Seattle bans apartments in the vast majority of our city’s residential areas, allowing only detached homes under the guise of “single-family zoning.” This apartment ban is worsening our housing crisis, quickening climate change, and reinforcing the racial segregation of Seattle’s neighborhoods. But, thanks to one detail in this year’s city budget, the city council is on the verge of taking one tiny step towards ending the apartment ban.

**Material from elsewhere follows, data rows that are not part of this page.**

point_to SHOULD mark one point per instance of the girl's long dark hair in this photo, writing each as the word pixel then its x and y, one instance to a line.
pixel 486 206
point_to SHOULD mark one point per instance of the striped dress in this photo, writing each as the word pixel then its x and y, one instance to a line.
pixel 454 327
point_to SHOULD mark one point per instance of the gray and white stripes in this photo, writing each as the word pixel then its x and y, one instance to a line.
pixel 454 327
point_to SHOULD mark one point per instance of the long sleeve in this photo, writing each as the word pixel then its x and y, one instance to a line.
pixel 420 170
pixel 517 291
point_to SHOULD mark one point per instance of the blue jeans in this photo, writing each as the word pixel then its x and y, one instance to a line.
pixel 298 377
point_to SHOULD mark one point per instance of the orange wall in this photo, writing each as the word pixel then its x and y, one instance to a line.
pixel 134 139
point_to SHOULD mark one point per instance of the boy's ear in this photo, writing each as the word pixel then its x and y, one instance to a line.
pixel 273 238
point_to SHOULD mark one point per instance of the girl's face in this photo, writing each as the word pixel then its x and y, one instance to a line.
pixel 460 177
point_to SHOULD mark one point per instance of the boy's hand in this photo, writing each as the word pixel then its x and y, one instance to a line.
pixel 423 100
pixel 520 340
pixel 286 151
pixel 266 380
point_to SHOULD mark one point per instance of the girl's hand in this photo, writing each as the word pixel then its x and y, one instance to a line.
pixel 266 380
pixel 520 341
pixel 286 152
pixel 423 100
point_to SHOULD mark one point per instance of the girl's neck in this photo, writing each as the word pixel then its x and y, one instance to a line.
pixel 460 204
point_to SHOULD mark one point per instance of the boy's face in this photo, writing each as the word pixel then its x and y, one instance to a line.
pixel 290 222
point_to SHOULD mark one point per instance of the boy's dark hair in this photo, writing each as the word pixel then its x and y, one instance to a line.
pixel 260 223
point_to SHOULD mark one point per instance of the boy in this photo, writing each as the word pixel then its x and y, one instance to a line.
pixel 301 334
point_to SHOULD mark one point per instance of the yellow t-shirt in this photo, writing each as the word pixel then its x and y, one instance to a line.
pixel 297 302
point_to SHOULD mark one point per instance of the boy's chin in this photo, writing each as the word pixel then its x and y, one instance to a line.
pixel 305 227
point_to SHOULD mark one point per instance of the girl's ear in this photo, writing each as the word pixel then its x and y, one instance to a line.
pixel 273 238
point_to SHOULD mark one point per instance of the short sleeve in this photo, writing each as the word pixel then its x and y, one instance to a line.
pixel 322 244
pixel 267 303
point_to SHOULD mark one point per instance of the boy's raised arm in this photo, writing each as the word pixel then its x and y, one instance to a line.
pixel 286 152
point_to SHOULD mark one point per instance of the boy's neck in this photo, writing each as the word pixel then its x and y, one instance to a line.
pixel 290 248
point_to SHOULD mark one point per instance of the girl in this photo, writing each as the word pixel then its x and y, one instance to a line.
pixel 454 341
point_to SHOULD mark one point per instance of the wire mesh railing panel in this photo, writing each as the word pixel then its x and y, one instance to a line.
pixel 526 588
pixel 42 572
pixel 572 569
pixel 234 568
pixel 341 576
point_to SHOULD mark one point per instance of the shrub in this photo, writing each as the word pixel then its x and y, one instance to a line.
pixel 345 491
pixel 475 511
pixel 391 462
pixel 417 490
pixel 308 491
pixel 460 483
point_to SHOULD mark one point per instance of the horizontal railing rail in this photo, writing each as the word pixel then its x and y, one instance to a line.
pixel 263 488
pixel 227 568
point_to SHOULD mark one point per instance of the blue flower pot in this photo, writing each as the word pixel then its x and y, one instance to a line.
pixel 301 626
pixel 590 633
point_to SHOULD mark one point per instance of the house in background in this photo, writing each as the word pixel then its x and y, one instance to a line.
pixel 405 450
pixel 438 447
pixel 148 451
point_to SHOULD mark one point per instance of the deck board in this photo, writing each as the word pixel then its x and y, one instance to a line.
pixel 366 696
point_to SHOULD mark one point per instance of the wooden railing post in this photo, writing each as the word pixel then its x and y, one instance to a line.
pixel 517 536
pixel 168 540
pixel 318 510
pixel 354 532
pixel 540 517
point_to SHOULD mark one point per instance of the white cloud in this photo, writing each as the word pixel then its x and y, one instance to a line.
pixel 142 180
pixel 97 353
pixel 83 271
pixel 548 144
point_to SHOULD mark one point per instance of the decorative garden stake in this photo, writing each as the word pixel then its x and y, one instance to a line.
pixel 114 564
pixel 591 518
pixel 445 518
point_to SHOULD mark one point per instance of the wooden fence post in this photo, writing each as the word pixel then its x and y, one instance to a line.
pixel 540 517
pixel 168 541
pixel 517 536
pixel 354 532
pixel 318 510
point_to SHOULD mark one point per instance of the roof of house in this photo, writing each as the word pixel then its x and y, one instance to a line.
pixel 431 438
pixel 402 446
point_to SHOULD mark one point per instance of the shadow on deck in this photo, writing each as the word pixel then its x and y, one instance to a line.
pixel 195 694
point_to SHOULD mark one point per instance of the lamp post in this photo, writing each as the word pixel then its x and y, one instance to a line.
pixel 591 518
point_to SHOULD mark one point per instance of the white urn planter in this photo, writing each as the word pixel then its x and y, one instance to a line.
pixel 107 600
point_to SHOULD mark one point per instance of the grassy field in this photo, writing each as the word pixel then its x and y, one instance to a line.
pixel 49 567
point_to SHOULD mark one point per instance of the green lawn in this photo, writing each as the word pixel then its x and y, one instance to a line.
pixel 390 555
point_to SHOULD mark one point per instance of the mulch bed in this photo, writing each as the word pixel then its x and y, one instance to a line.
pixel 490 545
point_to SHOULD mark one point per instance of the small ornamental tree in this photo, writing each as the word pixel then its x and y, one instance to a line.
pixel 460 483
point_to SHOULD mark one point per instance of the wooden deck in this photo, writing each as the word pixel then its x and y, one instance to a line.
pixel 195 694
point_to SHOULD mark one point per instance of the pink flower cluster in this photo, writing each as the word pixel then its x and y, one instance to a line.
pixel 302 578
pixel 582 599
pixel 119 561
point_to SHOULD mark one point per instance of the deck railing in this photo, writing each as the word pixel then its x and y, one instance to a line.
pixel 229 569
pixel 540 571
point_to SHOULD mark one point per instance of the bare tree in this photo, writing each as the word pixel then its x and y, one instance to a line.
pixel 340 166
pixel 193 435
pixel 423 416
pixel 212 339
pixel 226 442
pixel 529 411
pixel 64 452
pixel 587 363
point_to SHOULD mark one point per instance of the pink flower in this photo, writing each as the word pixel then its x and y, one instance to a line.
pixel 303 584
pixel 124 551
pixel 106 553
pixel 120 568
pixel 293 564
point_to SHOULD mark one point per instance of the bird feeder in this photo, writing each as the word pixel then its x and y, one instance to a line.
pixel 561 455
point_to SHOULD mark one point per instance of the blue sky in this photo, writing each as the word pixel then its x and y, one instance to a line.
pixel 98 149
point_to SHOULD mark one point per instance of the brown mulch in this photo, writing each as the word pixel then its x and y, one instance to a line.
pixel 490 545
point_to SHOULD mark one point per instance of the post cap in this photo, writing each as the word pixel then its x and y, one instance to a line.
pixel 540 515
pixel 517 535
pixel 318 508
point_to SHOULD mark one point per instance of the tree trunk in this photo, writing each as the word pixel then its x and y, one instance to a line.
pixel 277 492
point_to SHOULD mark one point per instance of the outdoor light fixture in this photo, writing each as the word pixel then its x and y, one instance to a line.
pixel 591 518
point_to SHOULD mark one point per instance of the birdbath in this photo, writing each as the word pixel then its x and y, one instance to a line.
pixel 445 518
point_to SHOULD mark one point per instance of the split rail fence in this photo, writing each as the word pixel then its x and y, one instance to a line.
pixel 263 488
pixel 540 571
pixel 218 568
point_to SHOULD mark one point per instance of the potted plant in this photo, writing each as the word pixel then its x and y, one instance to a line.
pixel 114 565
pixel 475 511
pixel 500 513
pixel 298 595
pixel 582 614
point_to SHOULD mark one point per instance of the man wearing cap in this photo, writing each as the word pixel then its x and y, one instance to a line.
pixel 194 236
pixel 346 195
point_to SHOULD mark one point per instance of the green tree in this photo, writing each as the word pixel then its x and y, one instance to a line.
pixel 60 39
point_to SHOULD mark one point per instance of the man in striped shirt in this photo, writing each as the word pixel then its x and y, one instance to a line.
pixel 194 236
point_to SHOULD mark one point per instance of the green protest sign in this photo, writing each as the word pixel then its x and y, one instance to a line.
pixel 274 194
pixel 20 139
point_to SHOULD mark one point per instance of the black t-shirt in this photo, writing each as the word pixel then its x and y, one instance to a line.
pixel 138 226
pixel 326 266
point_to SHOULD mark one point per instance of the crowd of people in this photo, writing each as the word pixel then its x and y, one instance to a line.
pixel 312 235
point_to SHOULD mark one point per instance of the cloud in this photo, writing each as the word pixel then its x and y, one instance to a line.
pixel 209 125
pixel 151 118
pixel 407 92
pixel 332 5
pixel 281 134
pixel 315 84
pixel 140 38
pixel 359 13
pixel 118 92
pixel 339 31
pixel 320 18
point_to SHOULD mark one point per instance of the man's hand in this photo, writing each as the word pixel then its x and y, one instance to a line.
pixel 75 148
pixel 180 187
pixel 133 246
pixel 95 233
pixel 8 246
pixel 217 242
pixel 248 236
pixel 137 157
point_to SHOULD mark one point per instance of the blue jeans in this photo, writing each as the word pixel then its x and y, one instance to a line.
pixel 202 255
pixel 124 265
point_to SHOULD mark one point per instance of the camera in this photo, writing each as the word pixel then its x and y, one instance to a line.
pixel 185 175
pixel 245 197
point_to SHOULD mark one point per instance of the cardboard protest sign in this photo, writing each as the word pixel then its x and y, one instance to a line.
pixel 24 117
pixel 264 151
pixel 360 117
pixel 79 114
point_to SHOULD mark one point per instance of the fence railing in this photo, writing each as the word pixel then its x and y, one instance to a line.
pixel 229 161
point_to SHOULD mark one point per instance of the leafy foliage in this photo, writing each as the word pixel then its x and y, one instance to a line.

Council Member Teresa Mosqueda added a seemingly minor detail to this year’s budget that will require the city to study the effects of allowing small-scale apartments inside Seattle’s single-family zoning. This requirement, called a proviso, was included in the budget package that was unanimously passed by the Budget Committee on Tuesday and will likely be approved by the full council when they vote on the budget this coming Monday.
Now, this isn’t the change that urbanists dream of.
If we were a smart city we would follow Minneapolis’s lead and eliminate single-family zoning immediately. But that isn’t going to happen, so Mosqueda’s budget proviso might be the next best thing. By forcing the city to study effects of legalizing middle-density housing like rowhouses, we will likely end up with profoundly strong evidence that we need to go ahead and end the apartment ban already.
Mosqueda’s proviso requires the city’s Office of Planning & Community Development (OPCD) to study the issue in their upcoming update to their Comprehensive Plan. The OPCD is in the early stages of preparing Seattle’s next Comprehensive Plan, an almost 600-page document that guides nearly every aspect of the city’s policies, from utilities and housing to parks and the arts. Mosqueda’s proviso requires that the office include a growth alternative in the plan’s Environmental Impact Statement (EIS) where single-family zoning is modified to allow “duplexes, triplexes, fourplexes, and row houses.”
These are the types of housing that make up the so-called “missing-middle”—residential buildings that are not large apartment buildings but also allow far more people to live per square acre than detached single-family homes, which are currently the only type of housing allowed in Seattle’s single-family zoning.
Mosqueda’s proviso also requires the OPCD to develop strategies to minimize the displacement of low-income people and communities of color. Considering single-family zoning bans new housing from being created in most of our city, those strategies will likely include a look at how the apartment ban affects marginalized groups.
Mosqueda’s proviso is supported by the Sightline Institute, a local think tank, and they recently wrote a much longer post arguing for the proviso and highlighting the sad reality that even this good step forward is hardly the urgent action we need.
Even if it passes, that growth plan won’t be done until four years from now. Enacting the actual changes to zoning—assuming the final plan does end up calling for them—could swallow another two years. That means re-legalizing middle housing likely won’t happen until a full decade after Seattle’s 2015 affordability plan first recommended it.
In a city with soaring rents, on a planet in a climate emergency, this is utterly insane.
Mosqueda’s proviso also requires the OPCD to consider renaming “single-family zoning” to something like “neighborhood residential.” That points to a time in the hopefully not-too-distant future where we can rid our city of single-family zoning entirely, end the apartment ban, and fight climate change and our housing crisis in the process.